“Thriller” shouldn’t be defined as “the level below horror on a scale of frightening-ness.” Thrillers should thrill. There are many ways this can happen—one, it seems, is to tediously feed the viewer scare-lite material for an hour and twenty minutes, and then fling wide the flood gates of terror. You get the thrill, but you have to wait for it.
Joel Edgerton’s directorial debut feature, The Gift, follows married couple Simon (Jason Bateman) and Robyn (Rebecca Hall) as an old friend from Simon’s past, Gordo (Edgerton), begins to show up unexpectedly and often, leaving multiple gifts for his new neighbors. The gifts themselves aren’t actually mysterious (wine, a list of nearby services, and so on). But they are abundant, and Simon becomes unnerved.
The Gift’s suspense hinges on whether or not Gordo is as innocuous as he first appears. Even if you skip the trailer (as I did, for surprise-preserving purposes), you’re confronted with the poster at the theater entrance: Gordo is holding a box. The tagline is “Not every gift is welcome.” Okay.
We open on the married couple checking out an empty house, talking about a “new start.” Eerie music is already playing. The terror tenor will not rise above this level for another hour. That’s how long it takes before Robyn starts to catch on. But while this bit seems pretty obvious the first time the couple haplessly lets Gordo stay for dinner, it’s played as if it’s a big reveal.
The first half of the film seems to leave us thinking that Gordo’s presence is a catalyst to make the couple confront the person to whom they’re really married—a button-pusher for all the sub-surface marital strife to burst through. And that would have been neat.
But if that’s what the movie’s trying to be in its first half, it doesn’t work, mostly thanks to a flimsy script. Bateman and Hall feel like stand-ins for a couple who have a real connection. They talk to each other onscreen like they never have any conversations offscreen. Simon, weirdly, declares to people he just met at a cocktail party that they’re “trying to start a family” (that got personal pretty quickly).

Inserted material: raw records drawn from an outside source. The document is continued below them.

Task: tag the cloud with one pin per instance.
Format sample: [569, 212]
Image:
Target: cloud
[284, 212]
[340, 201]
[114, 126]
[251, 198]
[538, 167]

And then he makes remarks on Gordo’s gifts: “I hope his next gift is a knife, so we can make sushi out of those fish.” Huh?
Let’s pause on the subject of Jason Bateman as Simon, the once high school bully turned corporate cutthroat and violent arguer. This is a bad case of a miscast comedy favorite. Bateman can do funny (Arrested Development, Horrible Bosses), he can do action (Hancock), and he can do avoiding dad-hood (Juno, The Switch). But this is an odd place to put him. Between his uncomfortable script and his role as a as a lying cad, he’s not only hard to like, he’s hard to believe. He throws himself into it, but to take away his comedic timing is to take away some of his greatest appeal. It’s not his just his character who’s unappealing—it’s also his presence in this role.
But Edgerton is well cast, awkward and fumbly with little undercurrents of cunningness at the right moments. In some scenes, he’s just unnerving enough to keep us wondering what his true nature is. This would be great if there were just a bit more doubt as to his villainy—but again, that poster. The music. The history. The audience is not oblivious, especially when there’s not enough shock or violence throughout the whole film to absorb all attention.
Thrillers follow some standard rules: if the haunted couple owns a dog, it must be the first to disappear. When the wife starts fearing the stranger, she must have a frightening dream we initially assume is real. And yet, The Gift doesn’t hit these eerie notes well. They arrive to make us jump, but only after 15 or 20 minutes of banal: painfully uninteresting chats with neighbors, Bateman and Hall trying to achieve chemistry with flat ingredients, and Simon yammering about the weirdness of Gordo to bump up his bully status.
The conclusion will probably stun you, and it’s firmly good and scary. But possibly not worth waiting through everything before it.
Caveat Spectator
This film is rated R. Bateman swears and gestures and makes imitations of genitals with his fingers. Someone breaks into a home and throws punches as cocktail party guests. One character’s past involving molestation and attempted abuse is discussed. A scene implies rape but doesn’t show it. Most moments of peril involve is-there-someone-in-the-house moments.
Taylor Lindsay is a writer living in New York City.